9.30am
LONDON - The man at the centre of the Hutton inquiry, BBC reporter Andrew Gilligan, has resigned after his story that the government "sexed up" the risk of Iraq's weapons was criticised as unfounded.
The BBC and Gilligan were roundly chastised by the inquiry into the suicide of government weapons expert David Kelly last July, who was unmasked as the source of Gilligan's radio report.
Gilligan said in a statement: "I am today resigning from the BBC. I and everyone else involved here have for five months admitted the mistakes we made. We deserved criticism.
"Some of my story was wrong, as I admitted at the inquiry, and I again apologise for it. My departure is at my own initiative. But the BBC collectively has been the victim of a grave injustice."
His is the third resignation from the BBC over the inquiry, which lambasted BBC management procedures as "defective". Director General Greg Dyke resigned on Thursday and chairman of the board of governors Gavyn Davies stepped down just hours after Lord Hutton's report on Wednesday.
But Gilligan went down fighting, saying in a statement: "If Lord Hutton had fairly considered the evidence he heard, he would have concluded that most of my story was right. The government did sex up the dossier, transforming possibilities and probabilities into certainties, removing vital caveats."
Prime Minister Tony Blair's Downing Street office said it had no comment on his resignation.
LOGGERHEADS
Blair's foes, many commentators and large parts of the public were bewildered at the wholesale bill of health Hutton handed the government compared with his censure of the BBC.

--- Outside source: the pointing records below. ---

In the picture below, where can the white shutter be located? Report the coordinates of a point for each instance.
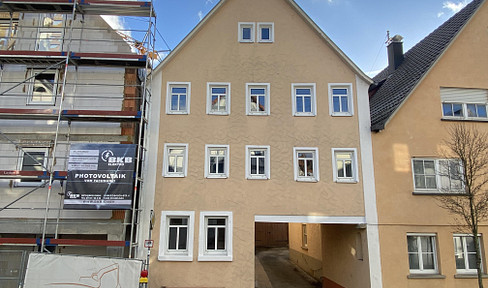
(464, 95)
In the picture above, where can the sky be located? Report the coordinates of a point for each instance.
(358, 27)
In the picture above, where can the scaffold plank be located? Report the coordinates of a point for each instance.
(122, 8)
(73, 115)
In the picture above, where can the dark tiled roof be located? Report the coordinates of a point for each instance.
(418, 60)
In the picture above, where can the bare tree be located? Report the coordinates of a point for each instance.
(468, 147)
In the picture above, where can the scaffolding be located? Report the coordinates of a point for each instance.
(66, 77)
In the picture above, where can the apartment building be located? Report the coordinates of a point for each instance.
(440, 82)
(263, 121)
(67, 78)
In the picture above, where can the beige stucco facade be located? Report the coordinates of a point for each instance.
(417, 130)
(299, 54)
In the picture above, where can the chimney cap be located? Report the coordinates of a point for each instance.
(396, 38)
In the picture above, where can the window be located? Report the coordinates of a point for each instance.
(175, 160)
(218, 99)
(215, 242)
(422, 253)
(266, 32)
(257, 162)
(443, 175)
(465, 253)
(464, 103)
(176, 239)
(257, 99)
(304, 237)
(50, 34)
(340, 99)
(303, 99)
(306, 164)
(42, 86)
(246, 32)
(217, 161)
(178, 98)
(32, 159)
(344, 165)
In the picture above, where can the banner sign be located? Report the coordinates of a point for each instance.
(63, 271)
(100, 176)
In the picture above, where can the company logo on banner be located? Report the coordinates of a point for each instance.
(100, 176)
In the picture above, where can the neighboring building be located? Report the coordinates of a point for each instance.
(263, 121)
(65, 77)
(441, 81)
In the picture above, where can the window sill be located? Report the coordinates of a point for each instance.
(40, 104)
(186, 258)
(174, 176)
(177, 113)
(216, 258)
(307, 180)
(217, 176)
(437, 193)
(426, 276)
(304, 115)
(341, 115)
(218, 114)
(464, 119)
(347, 181)
(257, 178)
(469, 276)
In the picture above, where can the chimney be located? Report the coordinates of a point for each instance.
(395, 53)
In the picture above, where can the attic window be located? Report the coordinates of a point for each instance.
(266, 32)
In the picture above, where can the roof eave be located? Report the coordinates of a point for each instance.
(382, 126)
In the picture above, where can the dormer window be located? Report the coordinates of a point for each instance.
(246, 32)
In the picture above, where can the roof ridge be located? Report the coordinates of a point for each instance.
(417, 62)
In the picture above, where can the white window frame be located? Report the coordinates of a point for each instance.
(164, 253)
(50, 31)
(355, 168)
(313, 101)
(22, 152)
(170, 85)
(210, 147)
(267, 172)
(465, 253)
(315, 152)
(211, 85)
(265, 86)
(167, 147)
(224, 255)
(465, 116)
(438, 176)
(350, 101)
(270, 26)
(421, 270)
(242, 25)
(31, 83)
(304, 236)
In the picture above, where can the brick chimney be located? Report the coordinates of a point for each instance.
(395, 52)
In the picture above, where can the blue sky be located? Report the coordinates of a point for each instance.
(358, 27)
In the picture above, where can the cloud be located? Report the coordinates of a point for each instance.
(454, 7)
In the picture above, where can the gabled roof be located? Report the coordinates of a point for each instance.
(418, 61)
(300, 12)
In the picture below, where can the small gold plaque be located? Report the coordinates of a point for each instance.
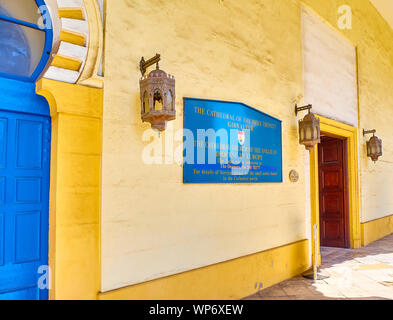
(294, 176)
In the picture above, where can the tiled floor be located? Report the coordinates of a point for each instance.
(365, 273)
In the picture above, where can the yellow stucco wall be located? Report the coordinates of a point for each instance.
(76, 113)
(152, 224)
(248, 51)
(376, 229)
(233, 279)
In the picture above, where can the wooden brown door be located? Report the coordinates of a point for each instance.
(333, 193)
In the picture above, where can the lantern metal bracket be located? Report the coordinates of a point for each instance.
(369, 132)
(143, 65)
(307, 107)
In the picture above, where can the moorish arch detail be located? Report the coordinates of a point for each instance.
(78, 42)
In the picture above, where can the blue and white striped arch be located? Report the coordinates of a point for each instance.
(27, 40)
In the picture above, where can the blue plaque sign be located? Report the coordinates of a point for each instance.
(229, 142)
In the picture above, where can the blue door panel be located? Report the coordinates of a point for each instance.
(22, 294)
(24, 202)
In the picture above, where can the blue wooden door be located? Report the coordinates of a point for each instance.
(25, 131)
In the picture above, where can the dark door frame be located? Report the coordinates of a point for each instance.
(347, 233)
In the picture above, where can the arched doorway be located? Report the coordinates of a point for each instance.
(25, 131)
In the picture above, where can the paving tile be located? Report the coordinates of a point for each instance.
(360, 274)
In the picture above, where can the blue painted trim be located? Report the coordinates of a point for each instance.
(48, 43)
(21, 22)
(47, 48)
(20, 96)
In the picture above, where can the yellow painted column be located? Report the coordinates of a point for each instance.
(74, 208)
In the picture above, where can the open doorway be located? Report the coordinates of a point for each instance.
(333, 192)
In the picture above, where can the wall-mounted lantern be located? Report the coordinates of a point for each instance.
(157, 95)
(309, 128)
(374, 145)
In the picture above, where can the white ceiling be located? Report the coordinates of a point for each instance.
(385, 8)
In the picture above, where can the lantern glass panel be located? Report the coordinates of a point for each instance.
(169, 100)
(308, 133)
(302, 133)
(157, 101)
(146, 103)
(373, 149)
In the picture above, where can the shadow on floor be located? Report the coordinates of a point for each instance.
(365, 267)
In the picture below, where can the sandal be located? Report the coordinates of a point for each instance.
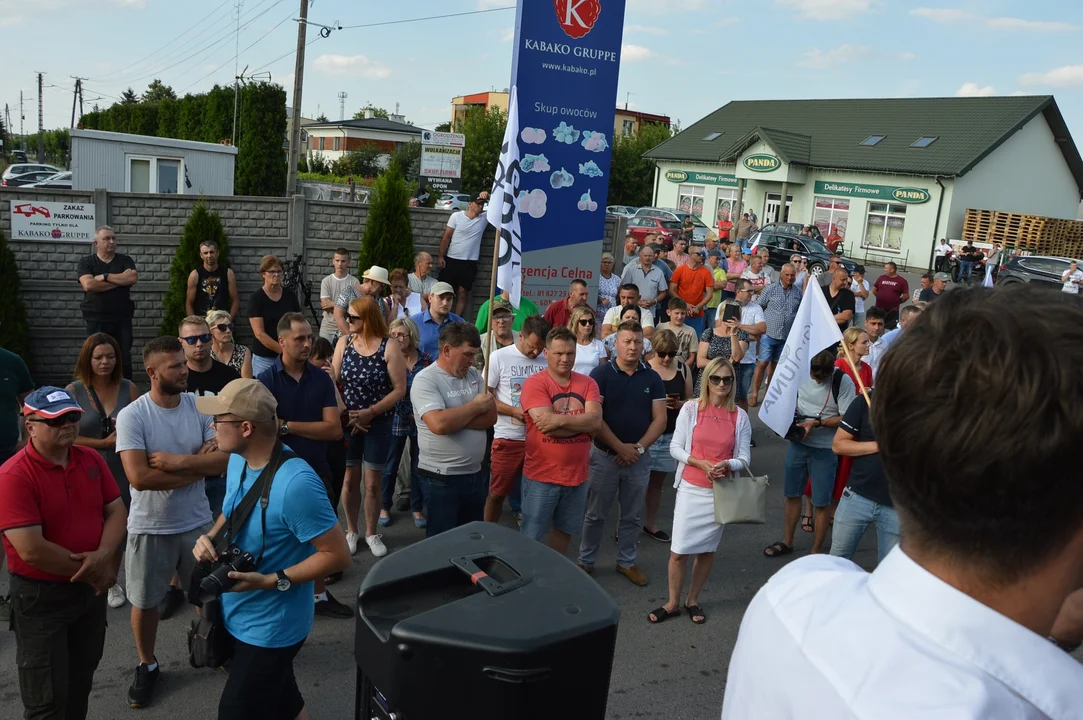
(694, 612)
(661, 615)
(778, 550)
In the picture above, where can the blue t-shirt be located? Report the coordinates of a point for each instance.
(297, 512)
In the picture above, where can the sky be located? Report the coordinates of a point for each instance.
(680, 57)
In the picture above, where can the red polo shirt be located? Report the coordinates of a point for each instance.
(67, 502)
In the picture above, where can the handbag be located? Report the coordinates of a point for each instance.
(741, 499)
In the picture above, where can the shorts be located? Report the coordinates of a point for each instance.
(369, 449)
(261, 684)
(563, 505)
(661, 460)
(745, 372)
(459, 273)
(770, 350)
(151, 561)
(506, 466)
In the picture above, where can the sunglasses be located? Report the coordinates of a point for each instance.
(205, 338)
(66, 419)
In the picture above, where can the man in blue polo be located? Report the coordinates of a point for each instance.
(308, 421)
(430, 322)
(634, 416)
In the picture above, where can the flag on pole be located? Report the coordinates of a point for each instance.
(503, 211)
(813, 330)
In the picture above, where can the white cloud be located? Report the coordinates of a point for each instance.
(357, 66)
(630, 53)
(974, 90)
(819, 60)
(1060, 77)
(826, 9)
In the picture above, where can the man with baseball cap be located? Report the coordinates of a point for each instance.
(295, 539)
(459, 249)
(430, 322)
(62, 521)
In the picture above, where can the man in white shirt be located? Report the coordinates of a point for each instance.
(459, 248)
(329, 289)
(957, 620)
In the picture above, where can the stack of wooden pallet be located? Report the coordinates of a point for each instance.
(1033, 234)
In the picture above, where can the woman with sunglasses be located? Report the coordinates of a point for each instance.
(102, 392)
(710, 442)
(265, 308)
(677, 377)
(223, 349)
(589, 351)
(372, 375)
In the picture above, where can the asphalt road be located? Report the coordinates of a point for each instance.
(676, 670)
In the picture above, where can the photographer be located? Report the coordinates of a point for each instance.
(295, 540)
(821, 402)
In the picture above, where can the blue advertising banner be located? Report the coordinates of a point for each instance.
(565, 66)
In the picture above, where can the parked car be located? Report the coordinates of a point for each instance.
(25, 168)
(453, 201)
(666, 230)
(781, 246)
(699, 234)
(622, 210)
(59, 181)
(1042, 270)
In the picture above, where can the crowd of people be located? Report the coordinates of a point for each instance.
(560, 414)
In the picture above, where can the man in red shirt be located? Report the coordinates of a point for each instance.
(694, 284)
(561, 311)
(891, 290)
(62, 521)
(563, 411)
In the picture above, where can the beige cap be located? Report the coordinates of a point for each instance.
(246, 397)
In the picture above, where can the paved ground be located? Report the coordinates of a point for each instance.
(676, 670)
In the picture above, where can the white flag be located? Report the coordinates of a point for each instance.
(504, 208)
(813, 330)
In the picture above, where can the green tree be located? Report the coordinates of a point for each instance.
(203, 224)
(14, 326)
(157, 92)
(388, 239)
(631, 175)
(484, 131)
(261, 165)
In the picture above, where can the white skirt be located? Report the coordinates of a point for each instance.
(694, 526)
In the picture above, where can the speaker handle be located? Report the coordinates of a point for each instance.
(469, 565)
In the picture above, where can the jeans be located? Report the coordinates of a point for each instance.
(852, 516)
(453, 500)
(60, 633)
(391, 472)
(608, 481)
(119, 330)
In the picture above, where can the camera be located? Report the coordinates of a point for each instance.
(218, 580)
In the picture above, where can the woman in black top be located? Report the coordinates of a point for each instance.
(265, 309)
(677, 378)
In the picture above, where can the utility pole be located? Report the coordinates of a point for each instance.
(41, 121)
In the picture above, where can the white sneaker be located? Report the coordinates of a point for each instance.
(376, 545)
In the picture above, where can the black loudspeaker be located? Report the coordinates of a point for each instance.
(482, 622)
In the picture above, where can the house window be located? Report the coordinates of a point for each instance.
(155, 174)
(690, 199)
(831, 216)
(885, 225)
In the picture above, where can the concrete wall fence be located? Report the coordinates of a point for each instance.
(148, 228)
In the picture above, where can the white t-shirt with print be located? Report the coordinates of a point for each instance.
(508, 370)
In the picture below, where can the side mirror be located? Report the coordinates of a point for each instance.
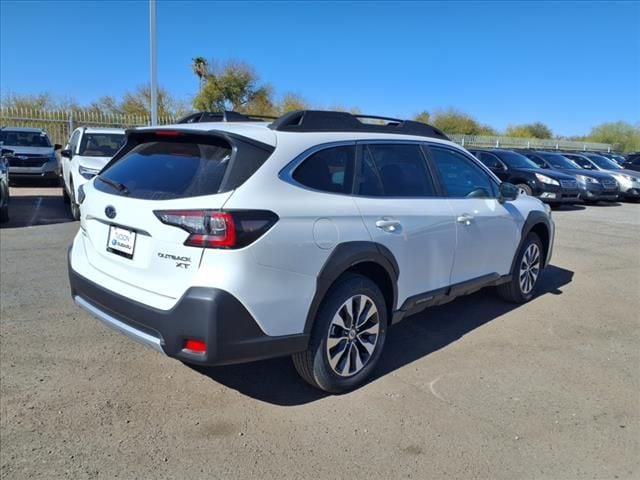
(508, 192)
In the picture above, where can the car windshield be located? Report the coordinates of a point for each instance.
(101, 144)
(516, 160)
(558, 161)
(16, 138)
(604, 162)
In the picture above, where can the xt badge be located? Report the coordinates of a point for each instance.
(181, 262)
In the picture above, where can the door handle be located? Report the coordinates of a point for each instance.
(390, 226)
(465, 218)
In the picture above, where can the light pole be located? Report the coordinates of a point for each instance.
(154, 60)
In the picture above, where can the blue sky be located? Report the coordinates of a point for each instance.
(571, 65)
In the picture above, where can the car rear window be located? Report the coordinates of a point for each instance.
(166, 170)
(101, 144)
(165, 166)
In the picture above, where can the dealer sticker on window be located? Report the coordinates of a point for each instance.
(121, 241)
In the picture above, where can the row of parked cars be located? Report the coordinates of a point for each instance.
(555, 177)
(563, 177)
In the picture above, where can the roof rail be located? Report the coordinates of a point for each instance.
(224, 116)
(329, 121)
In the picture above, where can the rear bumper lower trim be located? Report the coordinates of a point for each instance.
(121, 327)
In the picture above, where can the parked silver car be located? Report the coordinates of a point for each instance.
(628, 180)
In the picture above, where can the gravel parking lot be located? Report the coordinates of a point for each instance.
(473, 389)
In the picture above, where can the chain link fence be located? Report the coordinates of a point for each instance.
(60, 124)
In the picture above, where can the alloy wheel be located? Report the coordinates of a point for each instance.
(353, 335)
(529, 268)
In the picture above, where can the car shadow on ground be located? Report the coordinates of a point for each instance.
(276, 381)
(32, 210)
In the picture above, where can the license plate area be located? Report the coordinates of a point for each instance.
(121, 241)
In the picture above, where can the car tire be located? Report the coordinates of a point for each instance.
(73, 206)
(340, 356)
(527, 272)
(526, 188)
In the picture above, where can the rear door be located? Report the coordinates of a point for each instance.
(487, 231)
(403, 211)
(124, 236)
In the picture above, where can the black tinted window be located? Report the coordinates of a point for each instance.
(537, 160)
(395, 171)
(101, 144)
(18, 138)
(489, 160)
(461, 177)
(166, 170)
(329, 170)
(583, 162)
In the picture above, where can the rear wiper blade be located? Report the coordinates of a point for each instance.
(117, 185)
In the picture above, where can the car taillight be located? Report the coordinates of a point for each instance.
(216, 229)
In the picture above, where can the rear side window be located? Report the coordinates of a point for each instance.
(394, 170)
(489, 160)
(167, 170)
(461, 177)
(329, 170)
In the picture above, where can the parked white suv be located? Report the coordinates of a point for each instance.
(218, 243)
(88, 150)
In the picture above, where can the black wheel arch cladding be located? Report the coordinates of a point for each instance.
(537, 222)
(348, 256)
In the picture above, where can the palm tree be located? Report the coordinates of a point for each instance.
(201, 69)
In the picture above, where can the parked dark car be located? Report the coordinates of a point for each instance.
(550, 186)
(632, 162)
(33, 157)
(594, 186)
(628, 180)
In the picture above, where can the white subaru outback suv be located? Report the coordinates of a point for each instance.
(88, 150)
(219, 243)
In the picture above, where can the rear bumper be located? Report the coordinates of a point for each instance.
(595, 193)
(630, 193)
(207, 314)
(556, 194)
(48, 170)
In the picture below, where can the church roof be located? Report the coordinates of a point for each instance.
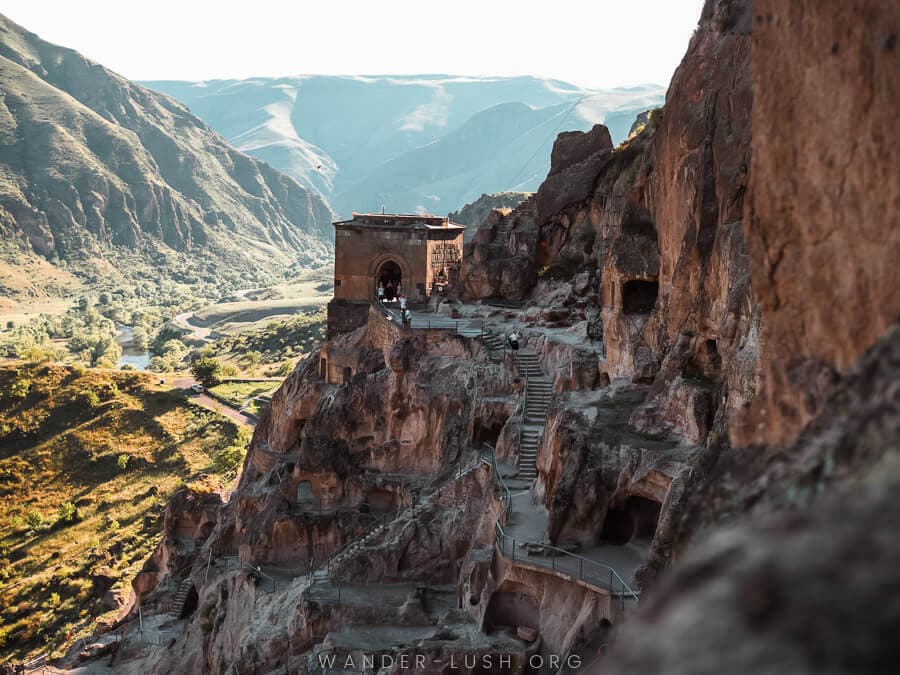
(403, 221)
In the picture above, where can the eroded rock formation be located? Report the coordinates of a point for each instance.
(649, 279)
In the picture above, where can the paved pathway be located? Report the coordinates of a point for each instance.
(207, 401)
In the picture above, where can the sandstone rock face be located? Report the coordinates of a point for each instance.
(474, 214)
(501, 265)
(824, 205)
(592, 460)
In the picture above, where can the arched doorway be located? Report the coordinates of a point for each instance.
(390, 277)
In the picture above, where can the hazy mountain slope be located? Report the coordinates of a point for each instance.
(90, 162)
(361, 141)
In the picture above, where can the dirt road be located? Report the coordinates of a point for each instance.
(207, 401)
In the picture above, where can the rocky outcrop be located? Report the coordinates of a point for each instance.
(794, 581)
(823, 205)
(473, 214)
(93, 161)
(500, 259)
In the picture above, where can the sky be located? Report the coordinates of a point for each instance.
(590, 43)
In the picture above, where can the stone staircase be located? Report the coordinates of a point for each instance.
(493, 341)
(181, 595)
(538, 393)
(355, 545)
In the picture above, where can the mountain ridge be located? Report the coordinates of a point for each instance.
(92, 162)
(342, 134)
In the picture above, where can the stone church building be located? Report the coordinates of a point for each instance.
(416, 251)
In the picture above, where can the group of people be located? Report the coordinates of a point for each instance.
(389, 293)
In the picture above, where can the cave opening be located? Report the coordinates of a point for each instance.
(486, 433)
(513, 605)
(637, 519)
(639, 296)
(304, 492)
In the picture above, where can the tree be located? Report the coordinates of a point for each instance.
(207, 370)
(140, 339)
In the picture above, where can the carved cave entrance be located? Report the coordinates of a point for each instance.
(379, 500)
(637, 519)
(639, 297)
(487, 432)
(390, 276)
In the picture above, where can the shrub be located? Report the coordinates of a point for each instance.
(207, 370)
(20, 388)
(35, 519)
(67, 513)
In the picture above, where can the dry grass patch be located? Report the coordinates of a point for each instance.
(88, 459)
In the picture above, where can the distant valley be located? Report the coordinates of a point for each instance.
(427, 143)
(119, 186)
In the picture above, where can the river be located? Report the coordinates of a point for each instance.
(139, 360)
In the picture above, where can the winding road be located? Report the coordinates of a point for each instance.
(207, 401)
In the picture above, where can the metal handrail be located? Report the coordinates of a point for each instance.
(411, 509)
(506, 500)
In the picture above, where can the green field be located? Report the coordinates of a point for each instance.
(238, 392)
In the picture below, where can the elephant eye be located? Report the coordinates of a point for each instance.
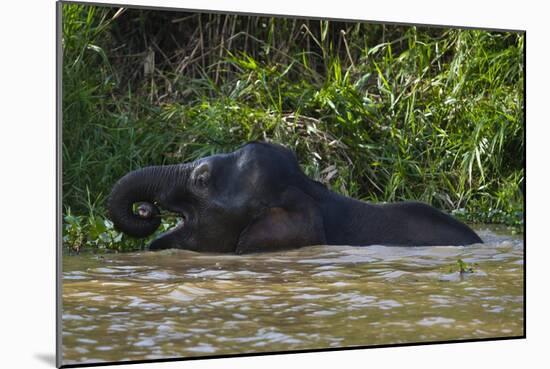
(202, 175)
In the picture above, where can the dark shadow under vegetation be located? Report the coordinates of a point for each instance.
(376, 112)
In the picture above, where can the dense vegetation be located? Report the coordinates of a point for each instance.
(377, 112)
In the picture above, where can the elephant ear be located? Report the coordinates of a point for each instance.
(293, 222)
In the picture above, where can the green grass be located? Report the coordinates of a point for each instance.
(380, 113)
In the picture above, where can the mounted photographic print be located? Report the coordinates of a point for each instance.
(238, 184)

The government and the BBC had been at loggerheads over Gilligan's report since it was aired last year. The organisation apologised unreservedly on Thursday and Blair declared an end to the feud.
Earlier on Friday, Dyke said he did not accept much of Hutton's report and that he could have stayed if the BBC's board of governors had backed him.
"I don't accept all of it," Dyke told BBC radio. "I, others at the BBC, certainly our legal team, were all very surprised by the nature of the report."
Opinion polls in three newspapers on Friday and accusations of a whitewash suggested there may yet be a political price to pay for Blair.
An ICM poll in the Guardian showed Blair's trust rating down two points at minus 17, and support for the invasion of Iraq to counter the threat of still-undiscovered chemical and biological weapons had fallen six points in a week to 47 per cent.
A Populus poll in the Times indicated public trust in both Blair and the BBC had fallen almost equally and a YouGov survey for the Daily Telegraph showed 52 per cent of their sample thought Blair had behaved improperly.
"The poll figures...do give rise to very considerable concern, I think, among everybody involved in political life," said senior government minister Lord Falconer.
- REUTERS
Andrew Gilligan, BBC reporter:
Full text: Resignation statement
Herald Feature: Iraq
Iraq links and resources
Herald Feature: Iraq
Iraq links and resources
BBC reporter Andrew Gilligan resigns
AdvertisementAdvertise with NZME.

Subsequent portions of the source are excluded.